Though she will continue to have a presence at the Hillcrest market on Sundays and the Poway market on Saturdays, Duong is focusing on the North Park storefront, which will be open Tuesday through Sunday from 9 a.m. to 3 p.m.
Operated with her brother and business partner Vinh, the cafe will brew its Vietnamese coffee through a classic phin filter — a cross between a French press and a pour-over — that produces a bold and concentrated coffee. The brewing tool, which typically sits on top of a mug or glass and makes a single serving of coffee, will be utilized on a larger scale at Saigon Coffee where a glassed-in brewing room will house up to 20 phin filters that are about 50 times bigger than the standard size. Duong says the slow-brew drip method takes about four hours per batch.

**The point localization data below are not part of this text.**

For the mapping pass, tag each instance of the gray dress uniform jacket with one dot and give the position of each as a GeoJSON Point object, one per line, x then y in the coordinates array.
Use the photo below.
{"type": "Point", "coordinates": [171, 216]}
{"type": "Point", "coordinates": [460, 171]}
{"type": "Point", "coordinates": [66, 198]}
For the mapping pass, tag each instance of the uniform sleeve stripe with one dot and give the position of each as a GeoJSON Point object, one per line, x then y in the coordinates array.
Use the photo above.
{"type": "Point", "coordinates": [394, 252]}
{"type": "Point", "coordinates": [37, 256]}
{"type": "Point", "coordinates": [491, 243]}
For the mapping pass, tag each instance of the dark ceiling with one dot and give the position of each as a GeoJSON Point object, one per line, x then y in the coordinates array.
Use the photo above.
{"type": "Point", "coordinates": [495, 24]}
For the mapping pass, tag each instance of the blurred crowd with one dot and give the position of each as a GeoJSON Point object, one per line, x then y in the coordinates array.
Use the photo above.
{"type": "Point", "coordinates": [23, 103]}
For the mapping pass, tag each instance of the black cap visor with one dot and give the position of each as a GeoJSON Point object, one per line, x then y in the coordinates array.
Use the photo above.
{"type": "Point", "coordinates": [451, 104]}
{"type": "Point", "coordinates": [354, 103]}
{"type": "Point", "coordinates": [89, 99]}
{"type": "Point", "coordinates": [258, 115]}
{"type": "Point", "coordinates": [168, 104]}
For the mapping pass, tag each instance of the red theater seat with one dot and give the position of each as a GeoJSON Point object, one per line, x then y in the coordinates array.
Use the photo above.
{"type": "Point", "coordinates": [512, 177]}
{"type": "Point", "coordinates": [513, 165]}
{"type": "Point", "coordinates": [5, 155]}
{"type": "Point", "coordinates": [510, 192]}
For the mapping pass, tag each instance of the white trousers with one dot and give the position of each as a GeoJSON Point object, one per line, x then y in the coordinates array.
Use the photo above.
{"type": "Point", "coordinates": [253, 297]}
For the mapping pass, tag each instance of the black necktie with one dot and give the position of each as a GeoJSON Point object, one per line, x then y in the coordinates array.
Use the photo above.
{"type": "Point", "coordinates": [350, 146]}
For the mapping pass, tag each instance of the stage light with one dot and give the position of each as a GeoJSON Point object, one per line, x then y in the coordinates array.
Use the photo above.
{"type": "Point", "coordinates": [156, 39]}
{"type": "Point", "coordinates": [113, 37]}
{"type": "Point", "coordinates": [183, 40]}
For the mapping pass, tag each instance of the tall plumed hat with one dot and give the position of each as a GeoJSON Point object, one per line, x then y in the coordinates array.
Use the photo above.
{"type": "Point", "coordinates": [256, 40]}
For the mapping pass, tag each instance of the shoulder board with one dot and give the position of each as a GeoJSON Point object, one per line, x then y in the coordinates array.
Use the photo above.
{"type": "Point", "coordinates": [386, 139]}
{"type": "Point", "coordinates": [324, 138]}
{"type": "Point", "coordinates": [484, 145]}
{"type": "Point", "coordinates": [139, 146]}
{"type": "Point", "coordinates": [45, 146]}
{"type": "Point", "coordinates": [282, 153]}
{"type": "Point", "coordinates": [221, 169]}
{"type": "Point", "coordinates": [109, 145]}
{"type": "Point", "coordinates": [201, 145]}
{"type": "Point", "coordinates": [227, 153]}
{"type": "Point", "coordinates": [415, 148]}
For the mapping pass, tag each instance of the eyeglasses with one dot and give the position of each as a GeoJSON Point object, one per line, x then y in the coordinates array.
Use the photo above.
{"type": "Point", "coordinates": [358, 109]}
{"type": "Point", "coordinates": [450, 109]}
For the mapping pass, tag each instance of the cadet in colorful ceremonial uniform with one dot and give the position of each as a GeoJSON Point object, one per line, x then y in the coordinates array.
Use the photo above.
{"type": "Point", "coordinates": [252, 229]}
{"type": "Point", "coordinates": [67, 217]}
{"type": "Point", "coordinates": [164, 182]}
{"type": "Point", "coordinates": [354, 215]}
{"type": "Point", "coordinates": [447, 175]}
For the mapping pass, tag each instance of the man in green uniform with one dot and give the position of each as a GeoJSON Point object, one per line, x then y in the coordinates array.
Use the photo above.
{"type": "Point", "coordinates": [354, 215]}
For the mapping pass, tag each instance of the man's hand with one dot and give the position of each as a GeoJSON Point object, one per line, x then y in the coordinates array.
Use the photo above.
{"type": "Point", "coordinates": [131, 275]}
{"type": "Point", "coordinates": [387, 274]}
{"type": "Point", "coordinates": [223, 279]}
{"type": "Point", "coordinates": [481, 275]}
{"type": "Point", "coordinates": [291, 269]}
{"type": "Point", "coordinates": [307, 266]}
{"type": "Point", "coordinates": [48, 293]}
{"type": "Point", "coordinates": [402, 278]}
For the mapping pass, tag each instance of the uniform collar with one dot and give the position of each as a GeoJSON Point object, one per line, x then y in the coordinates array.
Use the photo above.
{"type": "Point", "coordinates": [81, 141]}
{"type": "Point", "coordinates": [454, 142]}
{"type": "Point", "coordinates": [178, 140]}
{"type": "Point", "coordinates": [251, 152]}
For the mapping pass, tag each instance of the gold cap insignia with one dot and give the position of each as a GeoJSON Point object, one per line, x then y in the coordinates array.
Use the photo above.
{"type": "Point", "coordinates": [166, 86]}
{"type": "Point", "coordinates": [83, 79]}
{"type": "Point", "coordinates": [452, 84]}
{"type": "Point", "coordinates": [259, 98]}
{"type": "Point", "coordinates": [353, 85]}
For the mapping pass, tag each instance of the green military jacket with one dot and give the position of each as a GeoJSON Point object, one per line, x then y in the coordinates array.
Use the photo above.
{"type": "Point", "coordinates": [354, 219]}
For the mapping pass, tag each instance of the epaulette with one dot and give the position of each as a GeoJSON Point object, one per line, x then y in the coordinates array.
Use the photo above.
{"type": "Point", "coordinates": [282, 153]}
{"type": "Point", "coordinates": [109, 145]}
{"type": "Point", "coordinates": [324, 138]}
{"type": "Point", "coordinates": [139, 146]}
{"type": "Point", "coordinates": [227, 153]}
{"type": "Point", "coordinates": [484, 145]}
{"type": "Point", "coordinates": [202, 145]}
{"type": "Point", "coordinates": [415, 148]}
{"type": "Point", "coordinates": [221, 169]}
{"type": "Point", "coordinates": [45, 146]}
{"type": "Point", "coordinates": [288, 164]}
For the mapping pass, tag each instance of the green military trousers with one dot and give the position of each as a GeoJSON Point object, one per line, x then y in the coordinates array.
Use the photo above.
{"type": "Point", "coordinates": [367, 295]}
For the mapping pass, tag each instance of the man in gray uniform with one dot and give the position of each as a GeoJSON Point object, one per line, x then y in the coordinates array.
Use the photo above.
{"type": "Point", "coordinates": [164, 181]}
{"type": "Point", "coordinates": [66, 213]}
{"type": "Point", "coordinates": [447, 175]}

She may serve some Vietnamese street food in the future, like coconut and pandan waffles, but for now, the menu is all about coffee. In addition to her condensed milk-sweetened signature Original Saigon Coffee, Duong will offer a coffee blended with coconut milk and a version of trendy egg coffee, a Hanoi specialty, which enriches the coffee with whisked pasteurized egg yolks.